You might argue that’s not so true of recent history. But recent in this context might be a few minutes or less. As I type this, I may not be influenced by small differences in outcomes underway right now half a world away… in China say, or Malaysia. But I am influenced by what happened to me five minutes ago, or yesterday, and that in turn was shaped by what happened to the people near me over that span. Their conversation, their attitudes, their moods and inclinations, and their actions have been altered or even substantially transformed by whatever they’ve heard and experienced from their own circle of friends, or what news they’ve read online (from China or Malaysia or Tennessee or wherever else). So it happens, for example, that the smallest, most trivial actions throughout history have determined just which of every mother’s eggs is fertilized, and by whom. But it doesn’t stop there. History is then changed further, through the minutest details about how that child has been treated and what that child has experienced, and so on. Down the road, that’ll play a role in who that child, now adult, courts and marries, and when or if they start a family, etc., etc. Remember, we’ve focused on single individuals but we’re all engaging each other in the seven-billion-person human swarm at 21st-century warp speed. So the complexities multiply at breathtaking speed and the outcomes alter radically.

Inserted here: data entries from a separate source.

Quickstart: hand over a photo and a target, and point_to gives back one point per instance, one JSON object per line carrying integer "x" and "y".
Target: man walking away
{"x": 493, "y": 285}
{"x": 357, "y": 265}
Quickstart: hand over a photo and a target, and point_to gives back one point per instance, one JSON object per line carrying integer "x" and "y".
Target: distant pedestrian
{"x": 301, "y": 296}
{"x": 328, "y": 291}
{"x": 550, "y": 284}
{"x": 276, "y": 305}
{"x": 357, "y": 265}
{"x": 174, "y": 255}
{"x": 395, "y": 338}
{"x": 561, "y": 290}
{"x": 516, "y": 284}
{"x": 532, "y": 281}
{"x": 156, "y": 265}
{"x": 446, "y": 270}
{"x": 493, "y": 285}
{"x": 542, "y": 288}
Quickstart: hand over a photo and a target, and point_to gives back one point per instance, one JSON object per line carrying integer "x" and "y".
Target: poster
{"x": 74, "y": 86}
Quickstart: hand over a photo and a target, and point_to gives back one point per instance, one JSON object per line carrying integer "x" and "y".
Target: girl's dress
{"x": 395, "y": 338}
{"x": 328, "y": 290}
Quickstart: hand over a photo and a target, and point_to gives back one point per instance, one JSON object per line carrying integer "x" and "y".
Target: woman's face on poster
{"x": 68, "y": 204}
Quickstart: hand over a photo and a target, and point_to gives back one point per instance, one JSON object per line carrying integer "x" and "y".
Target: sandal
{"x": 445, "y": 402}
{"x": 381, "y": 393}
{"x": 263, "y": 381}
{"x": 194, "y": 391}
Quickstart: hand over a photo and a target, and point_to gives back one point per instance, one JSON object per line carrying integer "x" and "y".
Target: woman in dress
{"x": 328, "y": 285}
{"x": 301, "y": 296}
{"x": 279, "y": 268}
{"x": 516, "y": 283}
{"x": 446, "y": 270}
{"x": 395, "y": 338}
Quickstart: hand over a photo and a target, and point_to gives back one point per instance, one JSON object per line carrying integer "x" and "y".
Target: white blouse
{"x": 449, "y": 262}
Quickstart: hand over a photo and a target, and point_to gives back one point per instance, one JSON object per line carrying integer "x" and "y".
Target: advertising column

Now for the climate part. The details determine who is here. I wouldn’t be writing this and you wouldn’t be reading it unless all of prior history had gone precisely the way it did.
But regardless of the details of history, some seven billion people would still be here. No marriages would be the same, but we’d still have marriage. Education wouldn’t be the same but we’d still have education. Civilization in its broader aspects might all work pretty much the way it does now. We wouldn’t have had the wars we’ve had, but we’d have had war. Food, water, and energy resources might be available in the same amounts. Innovation occurs only as society is ready for it. And so on. There are probably bounds on the broad sweep of history. In the same way, climate imposes bounds on the variability of weather.
In closing, we should discuss climate change. Science, as reflected in IPCC studies and most recently the Third National Climate Assessment shows that climate variability and change will be hugely consequential for the human outlook. But our need to change our social climate, and all those human outcomes that shape society, trump even the most dire possibilities for the future of the Earth system. If we’re to realize the future we all want it starts first and foremost with changing our hearts: with choosing love over hate, choosing boldness over timidity, choosing trust over suspicion, looking to the interests of others before our own, and much more. That’s the climate change we need. If we address changing our individual hearts and the social climate, we’re likely to discover that we’ve improved the outlook for the environment, habitat, and ecosystems as a collateral benefit. If we attempt to address the latter without tackling the former, we’ll probably fail to achieve either desired result.
Mothers, at their best, have a lot to teach us here.